通信部510(無線回路)は、アンテナANTを介して外部からデータを受信したり、外部にデータを送信する処理を行う。処理部520は、電子機器300の制御処理や、通信部510を介して送受信されるデータの種々のデジタル処理を行う。例えば、回路装置100が時間差データを出力し、処理部520が時間差データを用いたデジタル処理を行う。或いは、回路装置100がPLLによりクロック信号を出力し、そのクロック信号に基づいて電子機器300の各部が動作してもよい。処理部520の機能は、例えばマイクロコンピューターなどのプロセッサーにより実現できる。操作部530は、ユーザーが入力操作を行うためのものであり、操作ボタンやタッチパネルディスプレイをなどにより実現できる。表示部540は、各種の情報を表示するものであり、液晶や有機ELなどのディスプレイにより実現できる。なお操作部530としてタッチパネルディスプレイを用いる場合には、このタッチパネルディスプレイが操作部530及び表示部540の機能を兼ねることになる。記憶部550は、データを記憶するものであり、その機能はRAMやROMなどの半導体メモリーやHDD(ハードディスクドライブ)などにより実現できる。
図25は、本実施形態の回路装置を含む移動体の例を示す。本実施形態の回路装置100(物理量測定装置、PLL)は、例えば、車、飛行機、バイク、自転車、或いは船舶等の種々の移動体に組み込むことができる。移動体は、例えばエンジンやモーター等の駆動機構、ハンドルや舵等の操舵機構、各種の電子機器(車載機器)を備えて、地上や空や海上を移動する機器・装置である。図25は移動体の具体例としての自動車206を概略的に示している。例えば、自動車206には、本実施形態の回路装置100を有する物理量測定装置(不図示)が組み込まれる。制御装置208は、この物理量測定装置により生成された物理量に基づいて動作する。例えば、制御装置208は、自動車206と物体との距離に応じて運転アシスト制御や自動運転制御を行うECUであってもよい。或いは、自動車206には、図22のようなPLLを含む回路装置100が組み込まれる。制御装置208は、PLLが出力するクロック信号に基づいて種々の制御を行う。なお本実施形態の回路装置や物理量測定装置が組み込まれる機器は、このような制御装置208には限定されず、自動車206等の移動体に設けられる種々の機器(車載機器)に組み込むことが可能である。

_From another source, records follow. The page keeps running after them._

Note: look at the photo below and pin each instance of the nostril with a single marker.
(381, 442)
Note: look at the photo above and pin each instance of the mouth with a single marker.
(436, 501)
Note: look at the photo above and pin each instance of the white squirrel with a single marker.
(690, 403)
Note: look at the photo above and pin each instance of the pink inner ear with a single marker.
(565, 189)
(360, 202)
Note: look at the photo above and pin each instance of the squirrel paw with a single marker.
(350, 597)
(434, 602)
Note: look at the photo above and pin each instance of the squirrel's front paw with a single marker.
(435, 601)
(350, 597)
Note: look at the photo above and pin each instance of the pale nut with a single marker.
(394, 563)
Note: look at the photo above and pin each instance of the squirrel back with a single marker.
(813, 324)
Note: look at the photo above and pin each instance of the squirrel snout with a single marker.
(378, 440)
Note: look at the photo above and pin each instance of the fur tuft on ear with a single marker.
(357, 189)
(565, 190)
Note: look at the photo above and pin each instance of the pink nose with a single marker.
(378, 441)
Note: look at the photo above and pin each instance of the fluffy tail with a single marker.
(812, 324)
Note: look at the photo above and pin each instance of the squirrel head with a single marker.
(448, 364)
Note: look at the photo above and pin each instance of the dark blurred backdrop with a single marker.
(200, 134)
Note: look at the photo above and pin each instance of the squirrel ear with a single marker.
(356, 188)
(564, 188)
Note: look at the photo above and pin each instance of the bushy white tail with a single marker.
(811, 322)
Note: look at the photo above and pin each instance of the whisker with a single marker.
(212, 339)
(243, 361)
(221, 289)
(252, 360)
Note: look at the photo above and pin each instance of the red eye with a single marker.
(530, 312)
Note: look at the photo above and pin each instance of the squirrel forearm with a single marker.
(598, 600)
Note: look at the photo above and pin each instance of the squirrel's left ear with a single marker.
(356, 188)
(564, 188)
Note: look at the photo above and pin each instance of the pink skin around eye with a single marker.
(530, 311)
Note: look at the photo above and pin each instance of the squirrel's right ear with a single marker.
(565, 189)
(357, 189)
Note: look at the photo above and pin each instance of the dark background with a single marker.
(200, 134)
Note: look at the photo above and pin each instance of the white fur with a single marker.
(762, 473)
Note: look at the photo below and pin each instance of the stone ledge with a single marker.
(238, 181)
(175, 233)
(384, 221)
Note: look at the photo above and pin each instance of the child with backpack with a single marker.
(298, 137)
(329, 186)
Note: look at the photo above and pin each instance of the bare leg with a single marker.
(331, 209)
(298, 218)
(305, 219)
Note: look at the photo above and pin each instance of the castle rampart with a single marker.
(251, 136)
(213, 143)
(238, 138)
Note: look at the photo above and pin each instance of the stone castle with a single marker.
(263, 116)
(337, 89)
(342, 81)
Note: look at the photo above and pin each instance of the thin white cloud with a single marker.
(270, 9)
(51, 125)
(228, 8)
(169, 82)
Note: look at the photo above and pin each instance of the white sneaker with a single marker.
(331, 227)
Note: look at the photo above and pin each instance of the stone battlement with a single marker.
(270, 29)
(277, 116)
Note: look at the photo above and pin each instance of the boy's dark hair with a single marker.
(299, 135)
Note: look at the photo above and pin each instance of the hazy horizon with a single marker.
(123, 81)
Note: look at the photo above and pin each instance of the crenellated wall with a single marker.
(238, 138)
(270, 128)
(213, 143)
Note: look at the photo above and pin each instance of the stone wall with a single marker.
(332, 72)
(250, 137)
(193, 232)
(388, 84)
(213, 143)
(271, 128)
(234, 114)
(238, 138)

なお、上記のように本実施形態について詳細に説明したが、本発明の新規事項および効果から実体的に逸脱しない多くの変形が可能であることは当業者には容易に理解できるであろう。従って、このような変形例はすべて本発明の範囲に含まれるものとする。例えば、明細書又は図面において、少なくとも一度、より広義または同義な異なる用語と共に記載された用語は、明細書又は図面のいかなる箇所においても、その異なる用語に置き換えることができる。また本実施形態及び変形例の全ての組み合わせも、本発明の範囲に含まれる。また回路装置、物理量測定装置、電子機器、移動体の構成・動作等も、本実施形態で説明したものに限定されず、種々の変形実施が可能である。